On the 500th anniversary of Thomas More’s Utopia, Hassan Mahamdallie looks through history at how people’s dreams of a better society were born.
Five hundred years ago Thomas More, King Henry VIII’s powerful adviser, published a small book in Latin that has echoed through the ages.
Utopia (Latin for “No Place”), narrated by a fictional traveller, describes an island whose geography resembled 16th century London. But its people live together in “the best condition of a society”.
The Republic of Utopia is a commonwealth without private property, where everything that’s produced is shared equally.
The citizens work for just six hours, with the rest of their days devoted to leisure and learning. Gold and silver have no value on the island state and money has been abolished.
More’s reason for writing Utopia is unclear.
Before his execution, he was a key member of the Tudor dynasty’s royal household and hunted down religious heretics.

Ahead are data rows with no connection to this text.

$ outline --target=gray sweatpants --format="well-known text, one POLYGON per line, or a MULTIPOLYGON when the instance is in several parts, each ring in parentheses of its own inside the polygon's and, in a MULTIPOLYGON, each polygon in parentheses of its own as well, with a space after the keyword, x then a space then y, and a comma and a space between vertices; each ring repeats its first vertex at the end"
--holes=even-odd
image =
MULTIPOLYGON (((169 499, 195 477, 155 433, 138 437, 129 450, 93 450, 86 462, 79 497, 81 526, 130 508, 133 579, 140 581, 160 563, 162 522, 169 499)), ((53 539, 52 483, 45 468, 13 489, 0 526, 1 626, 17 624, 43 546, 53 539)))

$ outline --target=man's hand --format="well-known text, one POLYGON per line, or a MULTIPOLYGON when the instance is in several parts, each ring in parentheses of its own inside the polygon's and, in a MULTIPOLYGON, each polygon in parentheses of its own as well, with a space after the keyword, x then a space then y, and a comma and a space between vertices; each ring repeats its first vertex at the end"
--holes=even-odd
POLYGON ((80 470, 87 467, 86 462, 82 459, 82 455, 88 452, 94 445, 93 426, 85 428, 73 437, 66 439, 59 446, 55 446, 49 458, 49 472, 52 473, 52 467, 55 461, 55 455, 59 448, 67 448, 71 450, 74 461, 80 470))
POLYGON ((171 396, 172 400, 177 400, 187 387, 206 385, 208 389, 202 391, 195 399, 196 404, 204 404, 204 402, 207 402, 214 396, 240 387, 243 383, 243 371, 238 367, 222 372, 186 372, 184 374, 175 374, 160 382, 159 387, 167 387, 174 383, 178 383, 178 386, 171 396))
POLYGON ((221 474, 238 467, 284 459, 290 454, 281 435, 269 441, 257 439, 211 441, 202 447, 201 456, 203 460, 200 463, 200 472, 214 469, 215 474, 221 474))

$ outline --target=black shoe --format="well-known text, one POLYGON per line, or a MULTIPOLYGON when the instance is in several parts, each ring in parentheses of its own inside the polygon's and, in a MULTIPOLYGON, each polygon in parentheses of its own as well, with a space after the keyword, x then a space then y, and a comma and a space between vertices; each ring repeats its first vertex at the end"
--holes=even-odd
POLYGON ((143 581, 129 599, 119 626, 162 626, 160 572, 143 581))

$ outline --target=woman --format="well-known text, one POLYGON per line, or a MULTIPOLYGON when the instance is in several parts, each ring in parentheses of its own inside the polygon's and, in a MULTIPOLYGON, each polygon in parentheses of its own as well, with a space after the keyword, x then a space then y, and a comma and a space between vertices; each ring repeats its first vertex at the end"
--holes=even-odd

More had fallen foul of Henry VIII for refusing to recognise the king’s right to divorce Catherine of Aragon.
Yet he was also part of a network of European humanist philosophers. They promoted rational thinking against what they saw as superstitious doctrine and abuses of power, particularly by the Roman Catholic Church.
More himself was drawing on earlier imaginings, going back to the Greek philosopher Plato.
The Arab philosopher al-Farabi, born in 870 AD, had also written a Utopian tract called al-Madina al-Fadila (The Virtuous City).
Alongside this intellectual Utopian tradition, there had always been more sensuous visions for a perfect society.
These imagined a paradise on earth, which contrasted the misery of oppression with an unobtainable dream of equality, plenty and fulfilled human needs. An early example is the poem The Land of Cockaigne, versions of which appeared in Western European countries in the Middle Ages.
Some scholars have suggested that it has echoes of descriptions of paradise in the Qur’an.
The poem reflects the preoccupation of the serf against the oppressive and corrupt land-owning church.
It is obsessed with having an abundance of food. But there was no prospect of Cockaigne ever being realised.
Only with the rise of capitalism and the working class did a force capable of building the kind of society these Utopias conjured up enter the world stage.
The most famous modern Utopia is the 19th century artist and revolutionary socialist William Morris’s novel News from Nowhere. The title is, of course, a reference to More’s text.
Morris, wrote the novel to “add a little hope to the struggle”.
He called it the “instinctive vision” of socialists, to be able to keep hold of the future goal at the centre of the everyday fight against the system.
The key chapter in News from Nowhere is called How the Change Came.
It describes the mechanism by which capitalist society enters a Utopia (communist living).
It is a workers’ revolution that turns Utopia from no place to our place.
Hassan Mahamdallie is Director of the Muslim Institute.